OVERHEATING AND FUEL ASH CORROSION FAILURE OF BOILER TUBES IN SWCC POWER PLANTS

- Some Case Studies1

Nausha Asrar, Anees U. Malik and Shahreer Ahmed

Research and Development Center Saline water Conversion Corporation

P.O.Box 8328, Al-Jubail, Kingdom of Saudi Arabia.
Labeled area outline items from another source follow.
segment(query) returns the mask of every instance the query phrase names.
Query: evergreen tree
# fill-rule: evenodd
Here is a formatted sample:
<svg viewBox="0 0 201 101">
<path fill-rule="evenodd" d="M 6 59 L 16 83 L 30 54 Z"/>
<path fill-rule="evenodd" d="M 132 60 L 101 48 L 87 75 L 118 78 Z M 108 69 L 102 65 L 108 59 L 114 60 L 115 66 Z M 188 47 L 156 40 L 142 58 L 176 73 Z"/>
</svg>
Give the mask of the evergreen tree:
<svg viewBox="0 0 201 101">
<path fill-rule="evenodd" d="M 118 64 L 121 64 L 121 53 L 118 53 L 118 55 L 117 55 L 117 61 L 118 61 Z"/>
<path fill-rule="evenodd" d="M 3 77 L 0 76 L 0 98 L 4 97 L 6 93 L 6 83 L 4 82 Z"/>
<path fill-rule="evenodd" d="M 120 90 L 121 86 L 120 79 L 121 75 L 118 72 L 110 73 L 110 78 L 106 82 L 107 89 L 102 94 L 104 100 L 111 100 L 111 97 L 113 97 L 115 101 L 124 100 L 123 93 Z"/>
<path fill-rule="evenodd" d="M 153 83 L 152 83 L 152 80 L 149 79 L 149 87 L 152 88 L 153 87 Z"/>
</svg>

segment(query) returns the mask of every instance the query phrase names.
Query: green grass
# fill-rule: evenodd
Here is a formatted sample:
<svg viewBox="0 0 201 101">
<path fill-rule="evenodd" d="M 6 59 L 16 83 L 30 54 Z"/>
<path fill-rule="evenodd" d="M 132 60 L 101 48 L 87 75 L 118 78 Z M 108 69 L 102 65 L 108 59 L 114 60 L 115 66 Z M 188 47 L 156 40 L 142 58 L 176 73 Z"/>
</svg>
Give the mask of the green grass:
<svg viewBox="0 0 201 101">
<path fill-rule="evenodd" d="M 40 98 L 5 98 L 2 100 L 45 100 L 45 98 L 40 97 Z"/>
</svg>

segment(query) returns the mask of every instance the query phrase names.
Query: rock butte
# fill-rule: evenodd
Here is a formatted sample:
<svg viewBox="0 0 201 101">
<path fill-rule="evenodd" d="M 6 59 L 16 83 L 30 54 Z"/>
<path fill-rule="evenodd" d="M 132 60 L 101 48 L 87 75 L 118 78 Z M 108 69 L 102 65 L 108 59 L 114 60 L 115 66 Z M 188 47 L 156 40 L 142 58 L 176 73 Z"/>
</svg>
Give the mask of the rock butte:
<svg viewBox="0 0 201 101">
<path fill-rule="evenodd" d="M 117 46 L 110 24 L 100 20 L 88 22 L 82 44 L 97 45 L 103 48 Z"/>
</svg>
Dhib Al-Subaii Al-Khobar Power and Desalination Plant, Al-Khobar

And

Izdein M. Said Al-Khafji Power and Desalination Plant, SWCC

ABSTRACT

Results of investigations of the failure of boiler tubes of SWCC power plants at Al-

Khafji and Al-Khobar are presented. Cause and mechanisms of failure are discussed

and recommendation for prevention of reoccurrence of such failures are provided. Case - I Failed boiler tubes of Al-Khobar plant were received. The tubes had circumferential

cracks and blown up portions. All the failures were detected on the fire-side surfaces of

the tubes. Presence of sulfur in the oil ash deposits on the fire-side of the tubes appears

to be the main cause of failure of boiler tubes. The cracking of the tube at the weldment

was due to the combined effect of S-induced corrosion and welding stresses.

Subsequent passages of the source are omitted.